I wrote Rituals of Separation as a love song to my childhood in the country of South Korea, and as an exploration of issues of belonging and cultural identity. South Korean artist Minouk Lim once said, in reference to her art, “Today, under the changes caused by globalization, places are counted only as space; individuals are merely a resource or networking. Nietzsche was said to have wept as he embraced a downtrodden horse, but I want to weep, embracing places. Nevertheless, I also want to fight against the sense of powerlessness caused by melancholy, whether it is the feeling that overwhelmed Nietzsche, or any other kind. So I am inventing rituals for, and keeping records of, moments of separation.”
As I thought about the long period of grief I went through after my family left South Korea, I was struck by this idea of the “powerlessness caused by melancholy.” For many years I was stuck in grief and homesickness.
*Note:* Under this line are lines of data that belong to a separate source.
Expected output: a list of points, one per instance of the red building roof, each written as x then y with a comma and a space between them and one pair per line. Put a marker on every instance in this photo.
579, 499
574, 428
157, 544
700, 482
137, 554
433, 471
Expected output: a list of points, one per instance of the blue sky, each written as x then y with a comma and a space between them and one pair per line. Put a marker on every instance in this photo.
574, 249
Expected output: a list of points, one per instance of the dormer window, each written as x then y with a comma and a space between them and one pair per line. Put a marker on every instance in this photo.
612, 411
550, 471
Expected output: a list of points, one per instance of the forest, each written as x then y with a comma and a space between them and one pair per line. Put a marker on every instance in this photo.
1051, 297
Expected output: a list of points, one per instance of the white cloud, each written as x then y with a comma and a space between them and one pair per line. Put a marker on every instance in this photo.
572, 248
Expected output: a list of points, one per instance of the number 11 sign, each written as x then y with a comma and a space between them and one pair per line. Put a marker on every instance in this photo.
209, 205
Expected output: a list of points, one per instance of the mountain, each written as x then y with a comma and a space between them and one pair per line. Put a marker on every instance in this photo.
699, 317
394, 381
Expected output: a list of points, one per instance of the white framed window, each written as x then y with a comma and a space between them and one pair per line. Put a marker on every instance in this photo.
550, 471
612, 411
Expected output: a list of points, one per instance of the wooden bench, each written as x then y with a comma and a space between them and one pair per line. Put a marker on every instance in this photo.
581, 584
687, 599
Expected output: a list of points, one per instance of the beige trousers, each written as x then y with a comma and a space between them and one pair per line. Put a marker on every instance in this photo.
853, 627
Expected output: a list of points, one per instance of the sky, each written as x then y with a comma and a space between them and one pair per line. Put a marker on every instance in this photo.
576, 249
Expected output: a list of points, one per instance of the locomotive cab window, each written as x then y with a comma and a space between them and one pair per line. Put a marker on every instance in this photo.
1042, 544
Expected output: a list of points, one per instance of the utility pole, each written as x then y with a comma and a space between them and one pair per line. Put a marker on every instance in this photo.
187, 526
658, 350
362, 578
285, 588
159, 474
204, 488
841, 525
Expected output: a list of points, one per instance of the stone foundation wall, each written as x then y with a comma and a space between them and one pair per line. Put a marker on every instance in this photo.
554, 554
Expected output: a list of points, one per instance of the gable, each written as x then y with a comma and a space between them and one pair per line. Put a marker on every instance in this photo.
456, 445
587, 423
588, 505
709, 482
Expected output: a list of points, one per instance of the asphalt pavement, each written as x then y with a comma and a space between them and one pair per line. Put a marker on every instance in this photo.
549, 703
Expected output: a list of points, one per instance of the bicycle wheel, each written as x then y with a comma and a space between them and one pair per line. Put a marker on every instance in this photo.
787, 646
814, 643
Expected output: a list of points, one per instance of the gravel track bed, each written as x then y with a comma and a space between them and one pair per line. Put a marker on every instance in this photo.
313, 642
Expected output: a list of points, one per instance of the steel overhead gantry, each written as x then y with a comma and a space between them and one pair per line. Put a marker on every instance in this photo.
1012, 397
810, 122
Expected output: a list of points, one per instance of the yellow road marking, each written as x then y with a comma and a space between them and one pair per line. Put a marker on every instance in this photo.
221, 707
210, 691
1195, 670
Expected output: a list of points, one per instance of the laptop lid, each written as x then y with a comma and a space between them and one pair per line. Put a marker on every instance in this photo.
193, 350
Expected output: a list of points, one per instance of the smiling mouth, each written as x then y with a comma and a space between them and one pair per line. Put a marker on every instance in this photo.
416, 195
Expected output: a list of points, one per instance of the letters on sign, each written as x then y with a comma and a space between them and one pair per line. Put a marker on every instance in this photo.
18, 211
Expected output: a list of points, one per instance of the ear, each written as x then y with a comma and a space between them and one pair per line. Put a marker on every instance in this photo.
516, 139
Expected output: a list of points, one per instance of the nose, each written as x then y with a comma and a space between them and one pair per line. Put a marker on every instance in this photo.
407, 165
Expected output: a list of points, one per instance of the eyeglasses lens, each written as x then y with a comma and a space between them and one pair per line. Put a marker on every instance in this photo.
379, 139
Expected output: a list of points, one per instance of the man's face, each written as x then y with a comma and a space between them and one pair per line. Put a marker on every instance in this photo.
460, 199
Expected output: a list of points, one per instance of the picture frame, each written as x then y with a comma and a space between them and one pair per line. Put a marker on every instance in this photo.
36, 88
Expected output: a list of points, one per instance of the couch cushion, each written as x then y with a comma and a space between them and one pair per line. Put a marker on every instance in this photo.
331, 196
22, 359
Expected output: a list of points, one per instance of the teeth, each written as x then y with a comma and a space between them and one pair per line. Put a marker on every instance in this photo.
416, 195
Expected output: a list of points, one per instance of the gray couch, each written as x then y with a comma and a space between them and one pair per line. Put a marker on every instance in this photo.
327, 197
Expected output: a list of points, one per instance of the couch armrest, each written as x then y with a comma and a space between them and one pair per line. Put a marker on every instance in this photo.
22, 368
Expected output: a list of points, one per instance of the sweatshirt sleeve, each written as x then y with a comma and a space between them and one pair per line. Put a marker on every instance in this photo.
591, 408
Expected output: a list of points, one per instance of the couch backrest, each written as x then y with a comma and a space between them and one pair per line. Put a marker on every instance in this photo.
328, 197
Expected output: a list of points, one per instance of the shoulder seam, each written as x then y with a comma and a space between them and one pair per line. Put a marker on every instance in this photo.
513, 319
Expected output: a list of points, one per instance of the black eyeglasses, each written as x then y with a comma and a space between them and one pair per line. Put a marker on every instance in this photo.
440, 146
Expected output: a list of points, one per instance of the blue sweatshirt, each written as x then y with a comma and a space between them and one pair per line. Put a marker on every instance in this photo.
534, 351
Writing the book was, for me, a “ritual of separation,” to not only make a record of, but to acknowledge the lasting impact of that childhood and that country on me, to understand why that moment of separation, the day we left Korea, became such a pivotal before and after moment.
I also wrote Rituals of Separation to make a record of that time. To remember what happened in Korea at that pivotal juncture in my family’s history and the country’s history, when South Korea was still recovering from a horrific war that divided the nation into two, industrializing at a rapid pace, and seeing the burgeoning of a democracy movement that would eventually lead to the toppling of a long line of dictators. I wrote the book for the many people who, like me, have felt the deep loneliness of non-belonging, who understand that nostalgia for home doesn’t always manifest itself in a quaint feeling of longing, but can feel like an affliction. I wrote the book to find healing. As I say at the end of the first chapter, “After we left Korea, I balanced precariously between two lives, unsure how to go back and unable to move forward. I had to come to terms with all I had seen in those years. I had to look into the ways of the people and places that formed me and find myself, like a pebble sorted from rice. And I learned to pick up the pieces of an unrooted adulthood time and time again. For what is lost can’t always be recovered. Sometimes the only way to move on is to learn to let go, to be deeply grateful for what we had, to know we will never be the same for what we have seen. To learn that maybe, just maybe, our fractured parts do, after all, make a whole.